Public-safe terminology.

Marketing-level definitions. The protocol-level definitions live behind a mutual NDA.

Structural Authentication
The category-defining paradigm EdSSA introduced. Two parties authenticate by independently constructing the same ephemeral credential from shared in-memory state and public ambient inputs — without a central authority in the hot path, without per-request communication to a third party, and without multi-node consensus. The umbrella term in the patent application "Decentralised Stateless Structural Authentication" (filed 1 May 2026).
Adaptive Credential Plasticity
The architectural property — also referred to as the "breathing credential" — by which independent design parameters control security level and operational resilience separately. Authentication absorbs transient ratchet ticks, oracle hiccups, schema transitions, and clock drift transparently, without weakening the cryptographic guarantee.
EdSSA Seed
The shared in-memory state that two endpoints derive at bootstrap and advance autonomously thereafter. Lives only in volatile memory; never written to non-volatile storage at runtime. The full mechanism is L3 material under NDA.
Schema Blueprint
The volatile-only positional structure each endpoint holds, used by the deterministic rule engine to construct or parse the ephemeral credential. Rotates autonomously and is never persisted. Detailed structure under NDA.
Three-Class Oracle Taxonomy
The classification of public ambient inputs into three roles: content oracles (which contribute to credential bytes), control oracles (which anchor protocol state, e.g., time synchronisation), and fingerprint oracles (device-local identifiers used only during cold-boot recovery). The specific source curation is L3 material under NDA.
Recipe-and-Anchor Recovery
A cold-boot recovery mechanism that does not require persistent storage of secret state at either endpoint. Combines a byte-offset recipe over device-local fingerprint values with a one-way recovery anchor and a PAKE handshake; the anchor itself never traverses the network. Distinct from PUF helper-data schemes.
Breathing credential
The marketing-level metaphor for the ephemeral credential that DSSA protocol endpoints exchange. The credential is built freshly each request from a shared in-memory state and public ambient inputs; the state advances autonomously over time.
Bootstrap
The single, initial post-quantum handshake between two endpoints.
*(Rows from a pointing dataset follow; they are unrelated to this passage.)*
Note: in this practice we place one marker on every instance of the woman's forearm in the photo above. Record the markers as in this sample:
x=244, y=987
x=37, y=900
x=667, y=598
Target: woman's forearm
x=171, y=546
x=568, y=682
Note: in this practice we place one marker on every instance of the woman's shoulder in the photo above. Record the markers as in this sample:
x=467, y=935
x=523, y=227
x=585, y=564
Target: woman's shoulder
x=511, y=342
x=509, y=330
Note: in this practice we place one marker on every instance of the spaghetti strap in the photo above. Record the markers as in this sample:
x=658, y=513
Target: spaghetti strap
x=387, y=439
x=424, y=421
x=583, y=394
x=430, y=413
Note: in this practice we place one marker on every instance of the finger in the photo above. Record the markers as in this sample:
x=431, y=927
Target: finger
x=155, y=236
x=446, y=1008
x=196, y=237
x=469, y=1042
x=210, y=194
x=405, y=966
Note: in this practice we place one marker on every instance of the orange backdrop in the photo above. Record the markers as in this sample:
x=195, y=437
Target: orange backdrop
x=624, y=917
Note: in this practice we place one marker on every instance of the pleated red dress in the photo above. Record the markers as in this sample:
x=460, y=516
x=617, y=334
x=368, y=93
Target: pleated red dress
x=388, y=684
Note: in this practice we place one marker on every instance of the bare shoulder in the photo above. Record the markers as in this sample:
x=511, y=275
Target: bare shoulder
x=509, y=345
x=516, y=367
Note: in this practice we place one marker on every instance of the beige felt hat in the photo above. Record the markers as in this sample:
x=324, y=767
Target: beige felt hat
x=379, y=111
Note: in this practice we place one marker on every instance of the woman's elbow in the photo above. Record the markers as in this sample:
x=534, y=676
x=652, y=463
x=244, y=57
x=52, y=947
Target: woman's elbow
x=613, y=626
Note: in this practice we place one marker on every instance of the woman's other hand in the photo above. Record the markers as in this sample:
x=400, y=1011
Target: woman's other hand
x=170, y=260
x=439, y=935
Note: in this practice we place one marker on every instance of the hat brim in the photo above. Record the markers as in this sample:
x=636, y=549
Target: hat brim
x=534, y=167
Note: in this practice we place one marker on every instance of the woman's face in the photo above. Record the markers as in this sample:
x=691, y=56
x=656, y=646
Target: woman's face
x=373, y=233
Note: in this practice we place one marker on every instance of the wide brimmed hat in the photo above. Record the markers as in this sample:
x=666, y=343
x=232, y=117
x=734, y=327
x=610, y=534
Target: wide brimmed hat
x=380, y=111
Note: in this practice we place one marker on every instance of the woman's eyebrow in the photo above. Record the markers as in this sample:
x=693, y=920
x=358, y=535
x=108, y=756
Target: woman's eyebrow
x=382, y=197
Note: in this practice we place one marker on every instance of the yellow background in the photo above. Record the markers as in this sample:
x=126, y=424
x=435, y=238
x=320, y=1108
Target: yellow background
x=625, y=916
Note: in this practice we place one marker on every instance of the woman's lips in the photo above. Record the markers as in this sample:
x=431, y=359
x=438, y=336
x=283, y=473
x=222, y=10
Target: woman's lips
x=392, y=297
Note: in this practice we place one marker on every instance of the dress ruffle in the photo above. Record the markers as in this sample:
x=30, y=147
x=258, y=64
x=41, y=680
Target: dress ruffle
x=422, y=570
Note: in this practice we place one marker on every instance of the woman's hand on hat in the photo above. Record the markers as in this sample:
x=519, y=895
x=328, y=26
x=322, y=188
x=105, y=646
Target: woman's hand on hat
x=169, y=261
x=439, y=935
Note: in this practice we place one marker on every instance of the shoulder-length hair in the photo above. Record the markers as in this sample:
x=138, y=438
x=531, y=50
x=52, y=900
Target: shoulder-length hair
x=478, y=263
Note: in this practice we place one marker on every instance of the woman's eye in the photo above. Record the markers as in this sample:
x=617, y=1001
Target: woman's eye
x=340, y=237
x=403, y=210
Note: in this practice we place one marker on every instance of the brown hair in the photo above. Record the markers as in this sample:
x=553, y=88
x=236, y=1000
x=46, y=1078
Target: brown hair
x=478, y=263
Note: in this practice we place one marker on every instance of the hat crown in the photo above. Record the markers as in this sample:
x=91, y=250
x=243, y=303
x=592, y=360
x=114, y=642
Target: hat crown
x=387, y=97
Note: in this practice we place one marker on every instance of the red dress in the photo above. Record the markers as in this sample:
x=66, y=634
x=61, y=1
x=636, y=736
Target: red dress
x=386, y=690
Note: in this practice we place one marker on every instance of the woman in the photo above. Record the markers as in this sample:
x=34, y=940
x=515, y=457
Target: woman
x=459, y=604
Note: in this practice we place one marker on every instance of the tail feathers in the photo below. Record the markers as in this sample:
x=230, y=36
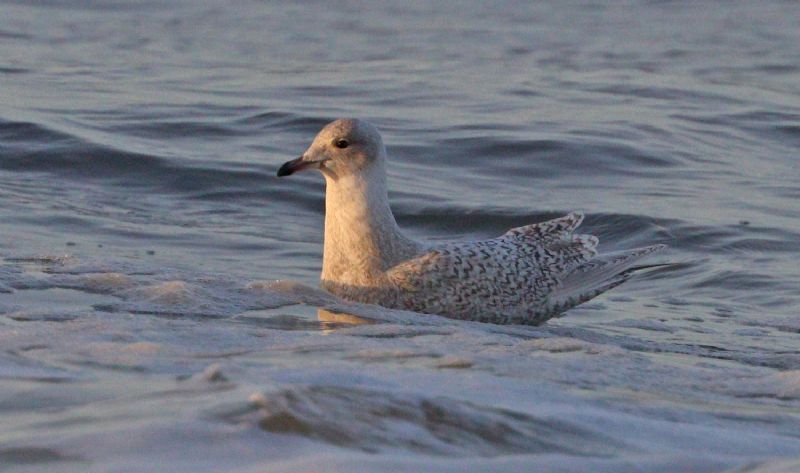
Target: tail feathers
x=598, y=276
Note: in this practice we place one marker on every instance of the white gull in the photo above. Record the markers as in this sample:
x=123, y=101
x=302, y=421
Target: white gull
x=525, y=276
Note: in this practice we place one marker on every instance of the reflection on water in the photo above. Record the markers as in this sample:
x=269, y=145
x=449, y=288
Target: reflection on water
x=148, y=248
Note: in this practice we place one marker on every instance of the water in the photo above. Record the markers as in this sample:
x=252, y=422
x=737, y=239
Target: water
x=142, y=226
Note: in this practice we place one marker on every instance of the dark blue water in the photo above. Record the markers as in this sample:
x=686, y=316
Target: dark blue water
x=139, y=205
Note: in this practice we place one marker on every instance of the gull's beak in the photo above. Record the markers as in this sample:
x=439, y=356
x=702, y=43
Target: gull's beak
x=295, y=165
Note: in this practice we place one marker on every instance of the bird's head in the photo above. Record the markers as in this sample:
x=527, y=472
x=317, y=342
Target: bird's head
x=346, y=146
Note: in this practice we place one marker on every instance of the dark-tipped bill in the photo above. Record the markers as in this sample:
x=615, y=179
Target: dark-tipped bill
x=291, y=167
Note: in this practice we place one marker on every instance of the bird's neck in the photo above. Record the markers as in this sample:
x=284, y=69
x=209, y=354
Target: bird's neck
x=362, y=239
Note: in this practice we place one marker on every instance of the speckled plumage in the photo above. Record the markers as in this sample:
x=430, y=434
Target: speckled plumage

After bootstrap, the bootstrap material is discarded; subsequent authentication runs on derived state.
Decentralised verification
The property that no central authority sits in the hot path of authentication. Each endpoint can verify its counterparty locally, using only state held in volatile memory.
Forward secrecy from quantum break
The property that even a future quantum-break of the bootstrap handshake cannot recover authentication state established before the break. Achieved by discarding bootstrap material immediately and advancing state through one-way functions only.
Hibernation handshake
A protocol mode in EdSSA Orbit that allows two endpoints to remain mutually authenticated across multi-orbit or multi-day communication gaps without re-bootstrap.
Oracle
A public, ambient input — observable in the operating environment — that contributes to credential derivation. EdSSA uses a curated taxonomy of oracle classes; the specific source list and quality ranks are L3 material under NDA.
Post-quantum primitive
A cryptographic primitive whose security does not depend on assumptions broken by a cryptographically relevant quantum computer. EdSSA uses primitives standardised by NIST FIPS 203 and the related family.
Ratchet
The autonomous, scheduled advancement of the in-memory state. Both endpoints advance independently. The forward direction is one-way.
Resilience margin
The headroom designed into the protocol to absorb transient noise — clock drift, oracle hiccups, schema transitions — without weakening the cryptographic guarantee.
Stateless authentication
Authentication in which no per-session secret is held on disk. State exists in volatile memory at each endpoint, and only there.
Threshold authentication
A multi-member identity scheme in which the group identity remains valid as long as a threshold of members are present and authentic. Used by EdSSA Swarm.
Validating relay
A pass-through component that validates authentication tokens before traffic reaches origin. EdSSA Edge is the validating-relay tier of the protocol family.
Audit emission
The protocol's configurable ability to emit structured audit records per verification event. Tiers range from "no emission" through compliance-baseline records (suitable for DSCSA, FMD, NIS2, ISO 27001), telemetry counters (for operations dashboards), to full per-event trace (for incident response). Optional Merkle-anchored tamper-evidence available for high-assurance regimes. Detailed technical specification under NDA.